Research

Work in Progress

Job Market Paper
Consequences of Forced Labor Conscription: Evidence from Dutch Civilians after WWII

Forced labor remains to be a large issue in today's economy. According to estimates by the International Labour Organization, almost 28 million people were working under some form of coercion in 2021. In this paper, I study the causal effects of facing labor coercion on long-term individual labor market outcomes. I exploit the setting of displaced Dutch civilians who were conscripted by Nazi Germany during WWII based on their birth year and compare individuals born just above the cut-off date to those just below the cut-off date. Using Dutch census data from 1971 and Eurobarometer survey data from 1975 to 1994, I estimate the effects on individuals' later educational attainment, skill level of occupation, and income. I find that there are negative effects on income and skill level of occupation for those individuals who had already started their career in the Netherlands prior to the coercion, while there are no negative effects for those who were drafted right after finishing high school.

Rewriting the Social Contract: Elite Response to Labor Unrest
with Erik Hornung  and Noam Yuchtman  

We study how autocratic elites modify the social contract in response to social unrest. In early 20th-century Prussia, high levels of mass mobilization threatened elites while unequal voting rights continued to persist. Using labor strikes as a proxy for mobilization, we find that locations with higher revolutionary pressure witnessed increased spending on redistributive public goods, public bourgeois support for suffrage reform, and parliamentary support for franchise extension—conditional on bourgeois support. Correlational evidence is bolstered with placebo checks and a shift-share instrumental variable approach that relates industry-specific international commodity price changes to Prussian regions based on industry exposure.
Results are confirmed when using a shift-share instrument mapping industry-specific changes in international commodity prices to Prussian regions based on their exposure to the industry.
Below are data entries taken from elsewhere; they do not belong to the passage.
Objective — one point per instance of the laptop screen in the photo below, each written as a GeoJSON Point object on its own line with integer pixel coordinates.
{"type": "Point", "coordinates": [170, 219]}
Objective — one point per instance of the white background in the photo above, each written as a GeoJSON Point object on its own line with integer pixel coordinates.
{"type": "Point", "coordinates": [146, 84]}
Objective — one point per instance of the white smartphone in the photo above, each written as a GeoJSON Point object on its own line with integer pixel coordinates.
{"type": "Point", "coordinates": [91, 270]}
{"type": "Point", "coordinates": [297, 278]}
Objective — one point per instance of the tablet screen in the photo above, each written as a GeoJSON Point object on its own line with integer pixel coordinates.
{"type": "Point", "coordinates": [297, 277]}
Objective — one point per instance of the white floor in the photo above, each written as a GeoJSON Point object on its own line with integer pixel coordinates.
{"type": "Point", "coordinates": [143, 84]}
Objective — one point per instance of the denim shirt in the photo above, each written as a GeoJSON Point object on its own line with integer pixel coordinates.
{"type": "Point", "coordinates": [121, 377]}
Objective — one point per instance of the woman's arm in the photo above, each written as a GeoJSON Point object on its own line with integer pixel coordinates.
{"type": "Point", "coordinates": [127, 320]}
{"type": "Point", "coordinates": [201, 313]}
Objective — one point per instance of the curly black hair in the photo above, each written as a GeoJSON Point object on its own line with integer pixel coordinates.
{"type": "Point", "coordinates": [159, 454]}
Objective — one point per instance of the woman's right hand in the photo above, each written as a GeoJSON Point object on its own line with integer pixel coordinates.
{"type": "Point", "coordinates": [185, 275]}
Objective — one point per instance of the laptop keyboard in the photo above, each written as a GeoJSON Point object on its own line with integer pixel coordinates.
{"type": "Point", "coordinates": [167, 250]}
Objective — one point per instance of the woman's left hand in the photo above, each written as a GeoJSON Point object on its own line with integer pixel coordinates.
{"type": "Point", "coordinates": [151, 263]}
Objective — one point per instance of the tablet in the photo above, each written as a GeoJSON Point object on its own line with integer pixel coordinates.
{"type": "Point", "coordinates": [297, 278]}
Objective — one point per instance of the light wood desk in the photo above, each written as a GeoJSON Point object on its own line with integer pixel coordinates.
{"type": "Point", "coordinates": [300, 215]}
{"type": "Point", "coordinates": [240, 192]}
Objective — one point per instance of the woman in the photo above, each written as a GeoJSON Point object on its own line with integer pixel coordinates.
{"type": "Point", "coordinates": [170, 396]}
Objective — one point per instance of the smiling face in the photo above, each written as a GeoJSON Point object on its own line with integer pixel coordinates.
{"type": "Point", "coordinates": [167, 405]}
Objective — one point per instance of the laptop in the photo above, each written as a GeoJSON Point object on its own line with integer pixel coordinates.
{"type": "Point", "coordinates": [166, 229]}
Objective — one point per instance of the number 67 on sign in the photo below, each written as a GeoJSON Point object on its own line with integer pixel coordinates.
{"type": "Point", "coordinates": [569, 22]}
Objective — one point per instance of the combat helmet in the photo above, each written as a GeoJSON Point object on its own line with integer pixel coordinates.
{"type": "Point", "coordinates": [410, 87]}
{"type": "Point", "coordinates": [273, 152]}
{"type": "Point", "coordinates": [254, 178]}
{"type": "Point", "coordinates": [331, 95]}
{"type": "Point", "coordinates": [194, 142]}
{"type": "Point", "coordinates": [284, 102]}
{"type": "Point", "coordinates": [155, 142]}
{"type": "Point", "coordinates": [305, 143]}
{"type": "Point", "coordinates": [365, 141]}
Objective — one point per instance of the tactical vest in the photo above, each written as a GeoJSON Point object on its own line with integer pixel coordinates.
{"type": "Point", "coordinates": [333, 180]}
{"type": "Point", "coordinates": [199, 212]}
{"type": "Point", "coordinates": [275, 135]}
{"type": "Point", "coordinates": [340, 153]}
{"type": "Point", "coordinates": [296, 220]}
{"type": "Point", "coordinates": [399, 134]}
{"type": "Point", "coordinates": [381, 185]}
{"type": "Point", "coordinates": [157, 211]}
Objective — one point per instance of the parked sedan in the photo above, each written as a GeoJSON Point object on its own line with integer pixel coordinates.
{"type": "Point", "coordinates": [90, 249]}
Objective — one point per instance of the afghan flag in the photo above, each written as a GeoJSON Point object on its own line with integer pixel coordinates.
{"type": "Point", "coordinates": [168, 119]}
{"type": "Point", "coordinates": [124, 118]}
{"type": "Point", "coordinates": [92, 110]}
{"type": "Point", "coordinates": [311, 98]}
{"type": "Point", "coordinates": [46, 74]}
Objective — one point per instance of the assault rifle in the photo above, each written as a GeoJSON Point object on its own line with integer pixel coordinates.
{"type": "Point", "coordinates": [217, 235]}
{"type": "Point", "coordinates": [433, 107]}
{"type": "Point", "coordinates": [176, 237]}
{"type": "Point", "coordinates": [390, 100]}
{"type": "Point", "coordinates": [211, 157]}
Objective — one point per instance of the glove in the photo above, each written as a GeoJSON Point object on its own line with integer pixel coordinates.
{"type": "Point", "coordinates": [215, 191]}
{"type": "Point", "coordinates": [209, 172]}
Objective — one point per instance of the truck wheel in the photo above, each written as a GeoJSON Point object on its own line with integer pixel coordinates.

Missing Men and Women's Fight for the Vote
with Barbara Boelmann 

In this paper, we investigate whether power vacuums lead to the empowerment of marginalized groups by analyzing women's empowerment in Germany during World War I. Specifically, we study whether the large share of men missing during the war led to an increase in women's fight for the vote. We exploit exogenous variation in the drafting probability arising from regional differences in recruitment responsibility and link it to the number of local suffragette clubs lobbying for women's right to vote. Our results suggest that women were more likely to found local suffragette clubs when more men were missing during the war. We continue by investigating spillovers of women's empowerment along two dimensions. First, we study whether the empowerment translated into higher political participation once female voting rights were introduced. Second, we use a newly digitized dataset on employment by industry and gender during World War I to investigate whether the increase in demand for political rights is associated with a growing importance of women in the economic sphere.